The Trump point is interesting, because whilst it was the former president’s decision to relocate the American capital, it’s notable that Joe Biden hasn’t reversed it, which he could easily have done. So it would be truer to say that the move would “align Britain in foreign affairs with the United States”, which is perhaps less persuasive than Hague might hope.
Given how the last few weeks have played out, there would likely be little patience amongst Conservative MPs were the Prime Minister to put British interests at risk for the sake of a largely symbolic gesture toward Israel.
But to make that case, critics of the move would need to spell out what the actual costs to British interests would be, because it isn’t obvious. A bit of condemnation at the UN is, frankly, neither here nor there.
And the Middle East of the 2020s is a long way from that of the 1990s, where such a move might have been expected to elicit a united response from the Arab world. Today many of the Gulf monarchies, more worried about Iran, are more or less officially reconciled with Israel, especially after the Abraham Accords, whilst Bashar al-Assad’s Syria is in no position to make trouble over the move.

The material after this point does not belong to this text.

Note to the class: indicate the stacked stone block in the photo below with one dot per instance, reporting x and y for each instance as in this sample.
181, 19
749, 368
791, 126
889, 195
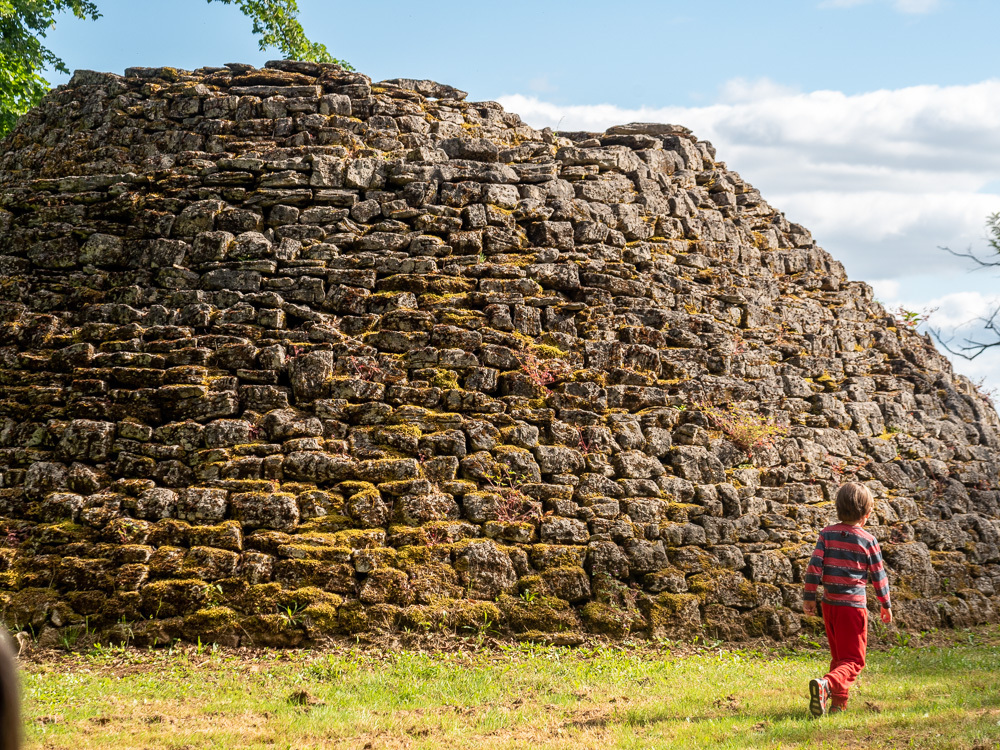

The reverse question also applies, however: what does the United Kingdom actually gain through such a move? Given the importance of the decision to the Israeli government, it seems foolish to squander it in a unilateral gesture rather than as part of some sort of deal.
Regardless, were Truss to go ahead with the move it seems very likely it would stick. Sir Keir Starmer, having put in so much work to repair Labour’s reputations with the Jewish community, would probably not choose to kick off his premiership with a symbolic slight to the State of Israel – especially not given who amongst his members would be cheering him on.